The owner of a Long Island event management services company said Wednesday that stagehands who worked a Rolling Stones concert last month in Buffalo and whose paychecks bounced will finally get satisfaction as the company makes good on the checks.
Sea Cliff-based Big Whitey Productions -- named after owner Dennis White -- was hired by concert promoter AEG Live to handle stagehand labor and payroll services for the July 11 Stones show. About 100 of the 204 stagehands who set up and broke down the venue reported that their checks had bounced, a result of a frozen business account.
White said the account that held the payroll funds for the mostly union workers was frozen last week amid a divorce proceeding with his wife. White said a judge lifted the freeze on Monday and now those who did not deposit their checks should be able to do so without any issues. He said he will reissue checks to those whose deposits bounced.
"This morning I checked, and the accounts are freed and people are starting to cash their checks," White said yesterday. "It's being fixed. The guys will get their money."
Many of the workers initially received their checks by mail around July 27 and deposited them. Days later, many found that the checks had bounced.
Gary Syracuse Jr., business agent for Local 10 of the International Association of Theater and Stage Engineers, found out when his wife, who works at a credit union, called him when she noticed that his check had bounced, he said.
Syracuse said he has been in contact with White since the notification and was told around 10 a.m. Wednesday the issue was being resolved and workers who had not deposited their checks could now do so.

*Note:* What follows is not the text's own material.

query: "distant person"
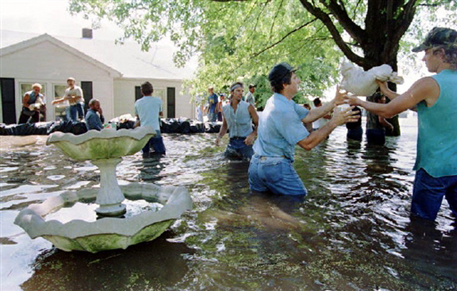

"Our guys did flip out a little bit, but [White] resolved this in a swift manner," Syracuse said. "I know he tried his best to resolve this as fast as he could." The payroll for the job was about $77,000, Syracuse said.
Some workers have reported that their checks were deposited and processed without incident, Syracuse said. But those whose checks bounced reported they were charged bank fees of between $10 and $30, he said.
White said he will reimburse stagehands who incurred fees.
"I'm covering all canceled bank fees," he said. "It will come out my pocket."
Stagehands can be paid $25 to $50 an hour, depending on skill level.